I was trying on clothes to wear to a BBQ that would also work for the book reading that Joel was giving that evening.
Laszlo was watching me get dressed and undressed and said, “I like your boo-boos.”
“My boo-boos?” I asked, worried that I had bruises on my legs or other atrocities that might prevent me from wearing a dress or shorts on one of the first weekends of the summer. “Where do I have a boo-boo?”
He pointed to my breasts and said “Those.”
“Ah,” I said. “My boobies.”
“Yeah,” he said. “I like your boobies.”
He was so casual about it. No big deal, mom. I LIKE YOUR BOOBIES. I don’t know what you’re supposed to say when a three-year-old, let alone your own son, tells you he likes your boobies, but I went with “Thanks.” Hey, I’m old, married and have a kid, so I’m thankful for any appreciation I can get at this point.
Besides, he had a vested interest in my “boo-boos” for the better part of his first year of life. Even though he’s the one who gave up on nursing, maybe he still felt a certain nostalgia for the things on some level. So I figured I’d let him weigh in as he saw fit.
Still, I wondered if maybe it was time to stop undressing in front of him. One the one hand, any kid’s potential memory of his mom’s “boo-boos” could scar him for life. Also, I’m not sure if I need to feel like my body is up for critique. Sure, for now, he “likes” my “boo-boos,” but what happens if his observation progresses to something like: “Your boo-boos look sad, Mommy.” Not letting him see me naked anymore could be a win-win for both of us.
And then things started to get even more intimate between us. Every night when Joel and I put Laszlo to bed, Laz asks me to “Lay with me for one more minute.” I lay down with him in his bed after Joel reads him a book and Laz and I talk for a couple of minutes and then I tell him I’m going to leave and that I will be back to check in on him later. One night, after I laid down with him “for one more minute,” he said the one thing every woman wants to hear from her boyfriend or husband, as he hugged me while laying down: “Cuddle with me and tell me some more things.” I totally fell for it. I started to think about opening up about the hard day I had raising this three-year-old and the smashed dreams that lined this battered path I had arrived at, when I snapped out of it. This kid was good. I wanted to high-five him, because he’s going to have mad skills with the chicks someday.
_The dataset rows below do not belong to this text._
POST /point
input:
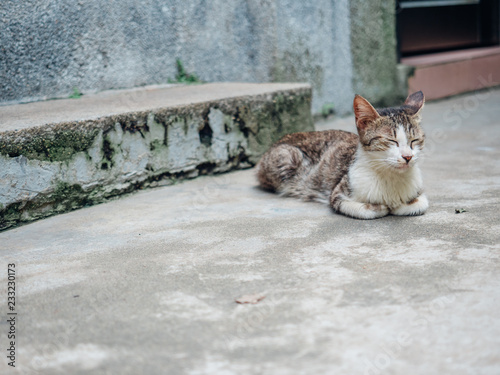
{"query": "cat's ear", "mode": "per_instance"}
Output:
(364, 113)
(415, 102)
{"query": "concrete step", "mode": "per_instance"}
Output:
(440, 75)
(59, 155)
(146, 284)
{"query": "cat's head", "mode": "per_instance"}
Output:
(391, 137)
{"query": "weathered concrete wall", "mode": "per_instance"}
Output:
(48, 47)
(374, 54)
(61, 166)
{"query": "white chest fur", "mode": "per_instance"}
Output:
(372, 183)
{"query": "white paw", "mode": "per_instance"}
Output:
(418, 207)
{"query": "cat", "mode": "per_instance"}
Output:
(364, 176)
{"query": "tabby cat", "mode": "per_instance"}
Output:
(364, 177)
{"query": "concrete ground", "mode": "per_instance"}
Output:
(146, 284)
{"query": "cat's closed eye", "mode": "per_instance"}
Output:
(413, 142)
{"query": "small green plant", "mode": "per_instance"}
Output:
(327, 109)
(182, 76)
(76, 93)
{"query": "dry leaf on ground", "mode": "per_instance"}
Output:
(250, 298)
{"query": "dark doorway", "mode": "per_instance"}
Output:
(442, 25)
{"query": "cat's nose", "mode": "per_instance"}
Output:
(407, 158)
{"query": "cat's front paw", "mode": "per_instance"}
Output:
(415, 208)
(374, 211)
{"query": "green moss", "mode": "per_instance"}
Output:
(48, 145)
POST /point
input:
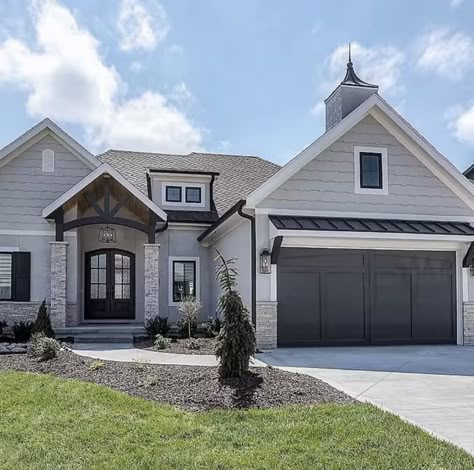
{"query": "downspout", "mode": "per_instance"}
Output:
(253, 258)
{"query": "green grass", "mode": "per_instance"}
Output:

A few days later, things really got crazy when pretty much out of nowhere, Laszlo hugged me and said, “You are a sexy woman.”
I realize that this sounds like I’ve been exposing him to adult content too often. Like I’ve been letting him watch 9 ½ Weeks or Keeping Up with the Kardashians. But the reality is that other than Cars and Little Bear, he’s pretty much unexposed to movies and TV. So where did he pick this kind of thing up?
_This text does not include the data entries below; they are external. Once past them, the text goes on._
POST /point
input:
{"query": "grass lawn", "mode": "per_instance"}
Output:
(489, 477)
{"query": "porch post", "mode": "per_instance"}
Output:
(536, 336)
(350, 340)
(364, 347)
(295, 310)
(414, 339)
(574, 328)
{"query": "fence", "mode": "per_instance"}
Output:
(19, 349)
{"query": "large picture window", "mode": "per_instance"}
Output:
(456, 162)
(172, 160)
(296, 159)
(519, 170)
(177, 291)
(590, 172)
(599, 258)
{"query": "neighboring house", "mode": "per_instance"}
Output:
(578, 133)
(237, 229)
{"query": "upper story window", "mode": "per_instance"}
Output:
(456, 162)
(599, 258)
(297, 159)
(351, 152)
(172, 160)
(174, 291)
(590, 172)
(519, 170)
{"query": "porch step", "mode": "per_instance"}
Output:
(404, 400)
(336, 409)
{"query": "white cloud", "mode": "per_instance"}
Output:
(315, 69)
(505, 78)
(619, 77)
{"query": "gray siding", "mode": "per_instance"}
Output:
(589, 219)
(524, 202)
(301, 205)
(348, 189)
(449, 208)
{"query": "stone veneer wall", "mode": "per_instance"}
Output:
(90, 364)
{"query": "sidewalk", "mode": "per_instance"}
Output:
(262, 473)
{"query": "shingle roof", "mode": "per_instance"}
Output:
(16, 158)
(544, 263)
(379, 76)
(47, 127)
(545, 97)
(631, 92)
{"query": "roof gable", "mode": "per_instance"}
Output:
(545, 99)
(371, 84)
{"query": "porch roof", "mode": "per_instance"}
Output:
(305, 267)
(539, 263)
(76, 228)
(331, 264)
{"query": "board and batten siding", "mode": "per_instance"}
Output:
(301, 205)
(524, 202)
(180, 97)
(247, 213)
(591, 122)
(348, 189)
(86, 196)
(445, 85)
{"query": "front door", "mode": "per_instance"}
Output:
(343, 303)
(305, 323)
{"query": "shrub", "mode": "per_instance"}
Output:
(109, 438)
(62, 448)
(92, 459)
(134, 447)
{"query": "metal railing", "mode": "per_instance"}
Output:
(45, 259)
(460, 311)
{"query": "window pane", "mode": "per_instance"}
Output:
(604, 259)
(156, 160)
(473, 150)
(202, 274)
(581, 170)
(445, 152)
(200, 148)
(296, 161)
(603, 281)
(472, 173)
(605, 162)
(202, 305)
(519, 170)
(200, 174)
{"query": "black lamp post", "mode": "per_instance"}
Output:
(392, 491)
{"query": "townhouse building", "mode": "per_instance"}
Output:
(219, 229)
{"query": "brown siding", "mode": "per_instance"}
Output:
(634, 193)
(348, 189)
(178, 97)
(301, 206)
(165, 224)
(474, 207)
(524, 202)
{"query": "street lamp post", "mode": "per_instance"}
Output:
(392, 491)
Joel. That is definitely a statement that I’ve heard Joel say often. Like when I’m washing the dishes. Or sweaty from a workout. Or sick, un-showered and stinking with bad breath. (While it IS very sweet of Joel to compliment me so often, it’s not a testament to how sexy I actually am, but to how oversexed Joel is.)
A couple of days later, I told my hairdresser about Laszlo’s quote. His expression seemed to be appalled at first, followed by amusement. And then he said, “Well, at least he didn’t call you a ‘bitch’, because that’s what he was hearing Dad say around the house.”
Exactly. If Laszlo is picking up some flirty skills from my husband, then so be it. It’s a lot better than him thinking I’m a bitch.
He’s a clingy kid and really, it’s too much trouble to get him out of a room when I want to change. So, I’ll continue to undress in front of him. Until he’s ready to stop clinging to me. Or until he starts to get bitchy with the comments. That’s when I’ll know he’s too old to see me naked.